Eratani also collects field data statistics to increase farmer productivity. Through the platform, farmers have access to Eratani’s agronomists who can help them with strategies to increase their crop yields.
The startup currently has several partnerships with the Indonesian government. This includes a partnership with the Ministry of Agriculture of Indonesia and the Indonesian State Logistics Agency to develop the agricultural ecosystem, aiming to achieve food independence in Indonesia, and another with the Ministry of Agriculture of Indonesia to improve crop yields and income of the raise farmers. It is also part of Startup Studio Indonesia of the Ministry of Communications and Informatics.
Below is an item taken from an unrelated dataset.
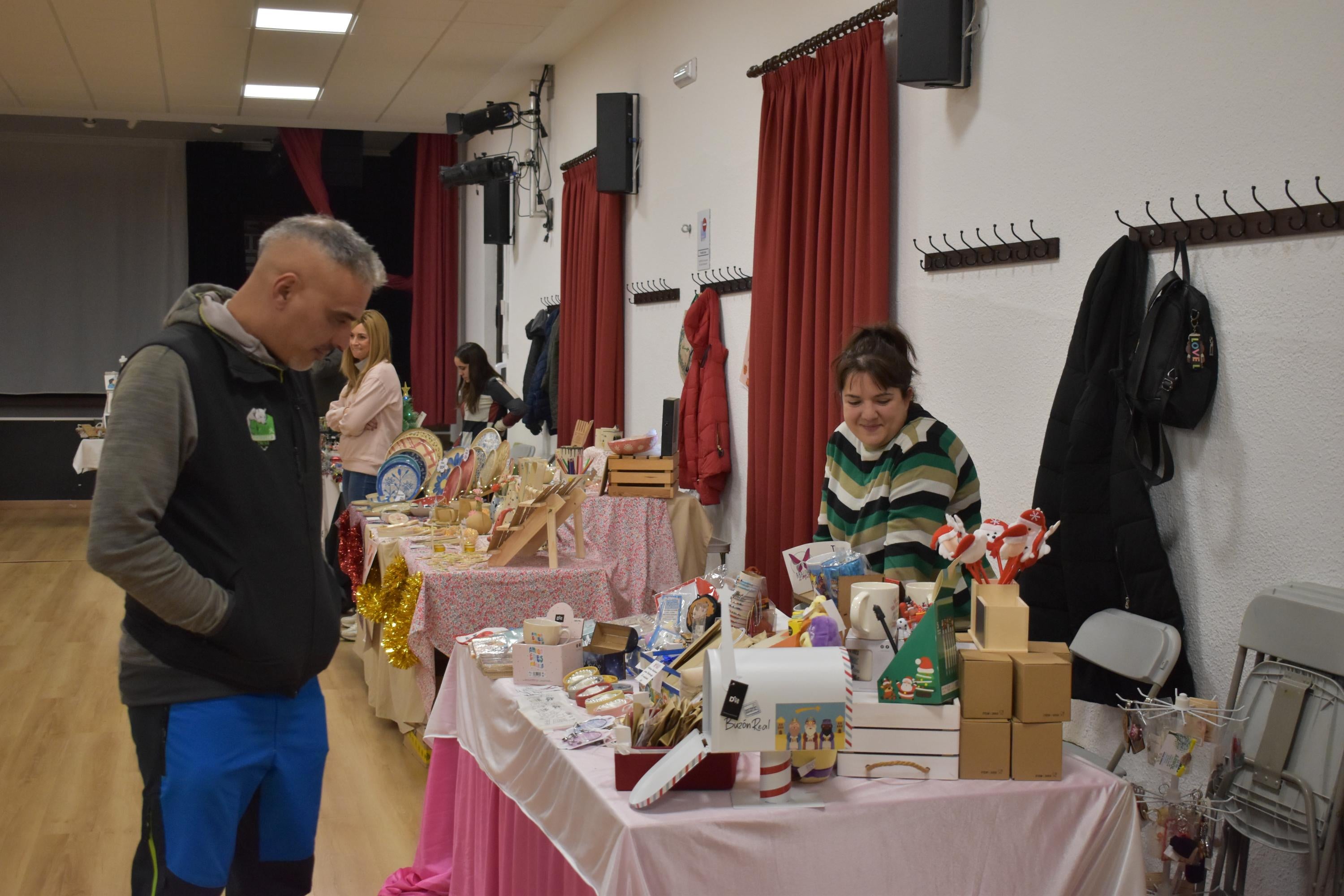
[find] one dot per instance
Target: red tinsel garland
(350, 551)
Agritech startups are growing in Indonesia and some covered by australiabusinessblog.com include B2B marketplace AgriAku, agritech platform TaniHub, and “sea-to-table” startup Aruna.
Suherman said Eratani differentiates itself by creating an ecosystem for the whole farming process, but he doesn’t see other players as competitors. “In the agritech industry, we believe the whole community should come together to support and encourage the Indonesian agricultural sector. Despite more than 70 agritech companies operating in the space, there is still a long way to go as only 3% of Indonesian farmers in general are estimated to have benefited from these technologies.”
In a statement, TNB founder Vicknesh R. Pillay said: “The agritech space in Indonesia has reached a turning point due to its current fragmented nature. Eratani has brought forward a farmer-centric approach, along with a strong team and existing partnerships in the space, and we are excited to begin this journey with Eratani.”